Taglio delle alberate stradali. Critiche dal WWF: strage senza senso

Il taglio dei filari di pini che da decenni segnavano la strada della Piana delle Cinque Miglia non è un caso isolato. In questi giorni l’ANAS e altri enti proprietari/gestori di arterie stradali stanno procedendo ad abbattere alberate stradali poste lungo le arterie di loro competenza con il presupposto obiettivo di migliorare la sicurezza degli automobilisti.

 

Questi interventi hanno un’origine lontana. Si basano sull’interpretazione letterale del codice della strada (D.lgs 285/1992, art. 16) e del relativo regolamento di esecuzione e di attuazione (D.P.R. 495/1992, art. 26), che vietano, sulle strade extraurbane, di piantare alberi sulle fasce di rispetto per una distanza di 6 metri dal ciglio stradale. In effetti la norma vieta i nuovi impianti, non dicendo nulla su quelli esemplari esistenti, ma dalla sua approvazione è stato un susseguirsi di tagli massivi indiscriminati che stanno privando i nostri territori di importanti presidi paesaggistici e ambientali, quali le alberate stradali.

 

Le alberate stradali sono parte del paesaggio italiano tanto che già nel 1966 vi fu un intervento dell’allora Ministero dei Lavori Pubblici che, con la circolare n. 8321 dell’11 agosto 1966 (“Alberature stradali. Istruzioni per la salvaguardia del patrimonio arboreo in rapporto alla sicurezza della circolazione stradale”), introdusse il concetto di “paesaggio stradale” per salvaguardare dalla furia anti-albero il patrimonio storico-paesaggistico-ambientale costituito dai filari.
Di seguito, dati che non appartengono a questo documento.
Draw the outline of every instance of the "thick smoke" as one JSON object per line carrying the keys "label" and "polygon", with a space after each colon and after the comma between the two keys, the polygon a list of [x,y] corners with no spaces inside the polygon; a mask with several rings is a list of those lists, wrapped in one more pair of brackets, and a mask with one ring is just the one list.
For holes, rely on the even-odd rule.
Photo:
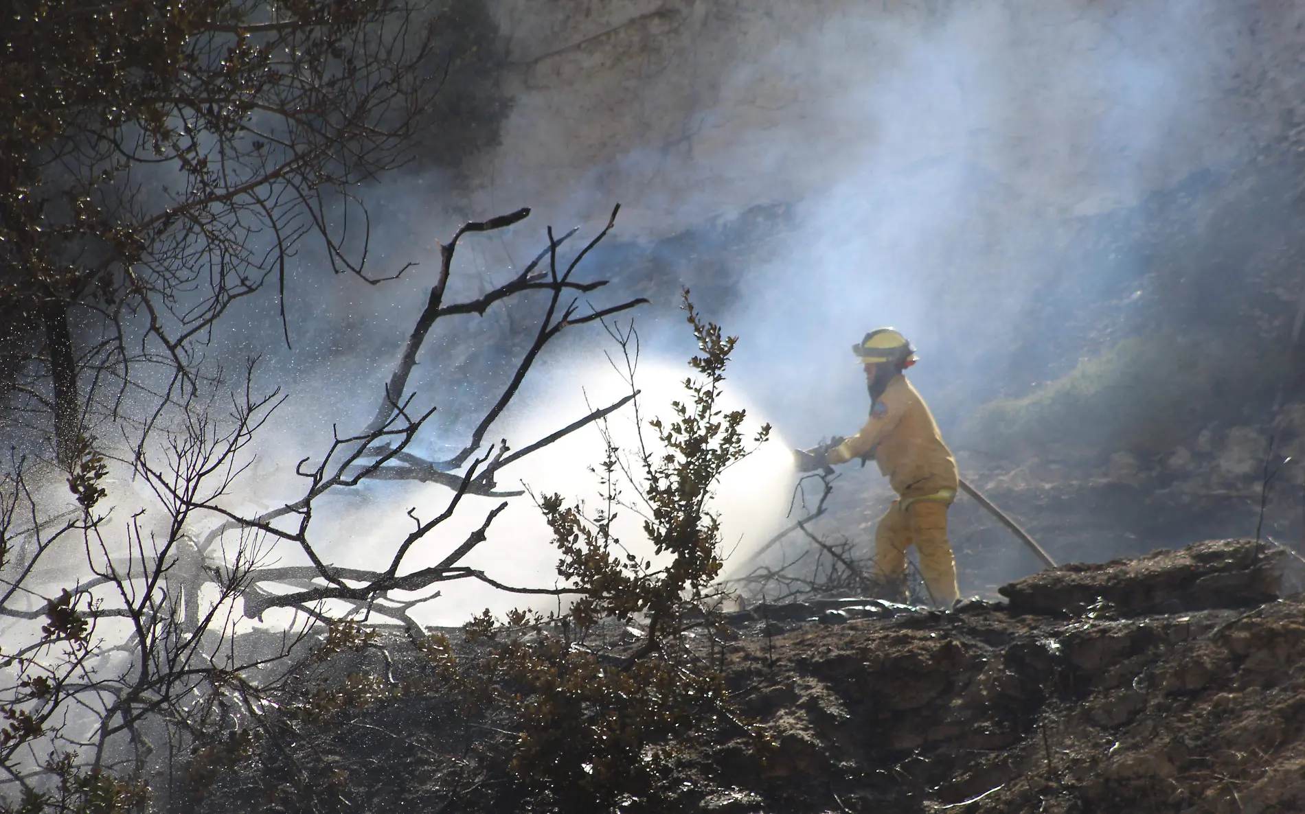
{"label": "thick smoke", "polygon": [[[519,267],[543,245],[544,224],[592,224],[615,202],[624,210],[613,237],[634,241],[783,205],[786,234],[770,244],[778,248],[750,258],[731,301],[707,314],[741,337],[728,385],[758,423],[779,427],[771,449],[860,425],[864,384],[847,348],[880,325],[917,346],[912,376],[953,437],[980,399],[1027,393],[1075,364],[1065,356],[1051,370],[1030,370],[1011,350],[1058,339],[1031,339],[1022,325],[1045,307],[1048,286],[1060,284],[1057,252],[1078,224],[1198,170],[1235,168],[1276,127],[1241,95],[1263,57],[1238,4],[502,0],[488,8],[508,42],[502,86],[513,97],[499,143],[468,159],[461,180],[428,172],[367,193],[377,273],[422,262],[399,280],[322,284],[313,258],[303,257],[288,295],[299,317],[295,348],[266,360],[271,378],[294,393],[278,459],[320,446],[330,421],[358,423],[372,410],[360,394],[381,391],[437,267],[435,241],[461,219],[521,205],[535,215],[462,250],[463,294]],[[696,278],[693,258],[679,267],[690,287],[711,282]],[[1094,273],[1075,283],[1082,301],[1112,296],[1116,280],[1094,282]],[[630,282],[621,269],[592,274]],[[662,400],[673,380],[663,370],[683,369],[672,365],[690,350],[672,308],[655,303],[638,317],[650,348],[645,369],[656,381],[650,393]],[[248,346],[275,347],[279,326],[268,316],[251,316]],[[474,329],[471,350],[493,348],[510,318],[492,313]],[[495,381],[492,370],[478,373],[467,338],[433,339],[416,384],[440,400],[449,445]],[[586,389],[600,402],[609,385],[598,339],[551,359],[504,432],[531,436],[573,420]],[[596,449],[594,436],[577,440],[519,477],[540,490],[590,494],[585,464]],[[752,537],[741,549],[779,522],[792,483],[783,455],[767,453],[754,467],[754,488],[722,504],[731,534]],[[342,536],[351,543],[339,556],[350,564],[361,564],[382,532],[410,523],[397,511],[378,524],[377,506],[445,500],[436,489],[365,492],[356,513],[342,509],[339,518],[342,528],[365,526]],[[542,522],[522,502],[478,554],[509,582],[545,575],[552,561]],[[479,594],[450,600],[450,616],[504,604]]]}

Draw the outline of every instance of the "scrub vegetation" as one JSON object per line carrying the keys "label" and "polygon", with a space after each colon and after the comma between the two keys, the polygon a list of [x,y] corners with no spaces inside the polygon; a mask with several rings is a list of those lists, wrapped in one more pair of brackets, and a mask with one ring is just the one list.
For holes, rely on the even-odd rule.
{"label": "scrub vegetation", "polygon": [[976,449],[1024,457],[1152,458],[1191,438],[1210,416],[1254,417],[1246,410],[1283,384],[1279,356],[1176,334],[1131,337],[1028,395],[984,404],[964,432]]}

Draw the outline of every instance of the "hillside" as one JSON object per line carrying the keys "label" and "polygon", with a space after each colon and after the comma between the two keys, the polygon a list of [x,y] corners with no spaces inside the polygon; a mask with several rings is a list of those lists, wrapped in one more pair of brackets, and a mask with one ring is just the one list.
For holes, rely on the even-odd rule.
{"label": "hillside", "polygon": [[[1298,811],[1302,566],[1223,540],[1062,566],[953,613],[867,599],[735,612],[723,673],[770,746],[728,725],[663,744],[655,798],[619,810]],[[368,676],[392,690],[287,715],[278,749],[204,810],[549,810],[492,758],[510,733],[455,725],[449,698],[411,689],[429,665],[406,639],[343,657],[298,691]]]}

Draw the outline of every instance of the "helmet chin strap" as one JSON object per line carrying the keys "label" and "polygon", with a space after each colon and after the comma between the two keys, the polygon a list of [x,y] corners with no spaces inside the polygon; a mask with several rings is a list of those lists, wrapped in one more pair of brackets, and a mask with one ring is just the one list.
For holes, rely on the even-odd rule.
{"label": "helmet chin strap", "polygon": [[893,377],[900,372],[902,370],[898,365],[880,363],[880,365],[874,369],[874,378],[865,382],[865,389],[870,394],[872,407],[880,400],[880,397],[883,395],[883,390],[889,386],[889,382],[893,381]]}

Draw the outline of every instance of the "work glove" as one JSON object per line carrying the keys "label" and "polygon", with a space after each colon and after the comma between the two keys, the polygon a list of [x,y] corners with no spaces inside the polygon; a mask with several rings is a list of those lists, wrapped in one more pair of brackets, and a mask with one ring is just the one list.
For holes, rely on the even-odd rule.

Purtroppo, anche a seguito di alcune sentenze della Corte di Cassazione che hanno condannato i responsabili di tratti stradali dove sono avvenuti incidenti automobilistici, i tagli hanno ripreso vigore. In realtà la Cassazione ha anche indicato la necessità di installare apposite protezioni (guard rail e/o barriere), ma gli enti proprietari/gestori di strade, ANAS in testa, preferiscono eliminare totalmente le alberature per mettersi al riparo da ogni responsabilità. E così alberi secolari, filari storici, interi ecosistemi vengono cancellati dalle motoseghe in nome di una presunta maggior sicurezza, senza che nessuno valuti complessivamente il valore storico, naturalistico e paesaggistico di quanto si sta distruggendo.

 

Ma se si interviene sugli alberi, perché non si interviene anche in tutti i casi in cui le strade presentano altri ostacoli nella fascia di rispetto dei sei metri? In nome della sicurezza andrebbe abbattuto tutto ciò che potrebbe costituire un pericolo per l’automobilista che dovesse uscire fuori dalla carreggiata: via quindi cartelloni, recinzioni, case, tralicci, ecc., magari posizionando balle di fieno o barriere di gomme, analogamente a quanto si fa per i circuiti di formula 1 o i percorsi di rally, trasformando così le nostre strade in veri e propri percorsi dedicati solo alle automobili che potranno sfrecciare senza problemi…

 

Provocazioni a parte sarebbe il caso che gli organismi competenti (Ministero delle Infrastrutture dei Trasporti, Regione, Province, Comuni, Soprintendenza, ANAS, ecc.) elaborassero una linea comune che possa porre un freno a una furia distruttrice che non risolve i problemi della sicurezza stradale, ma acuisce invece quelli legati al rumore, all’inquinamento, all’impoverimento della biodiversità, alla banalizzazione del paesaggio, ecc. Come WWF ribadiamo il nostro invito, già lanciato in occasione del taglio dei filari di pino lungo la strada della Piana delle Cinque Miglia, per un confronto generale sul tema che coinvolga anche l’Ordine regionale degli Agronomi e l’Ordine regionale degli Architetti, Pianificatori, Paesaggisti e Conservatori.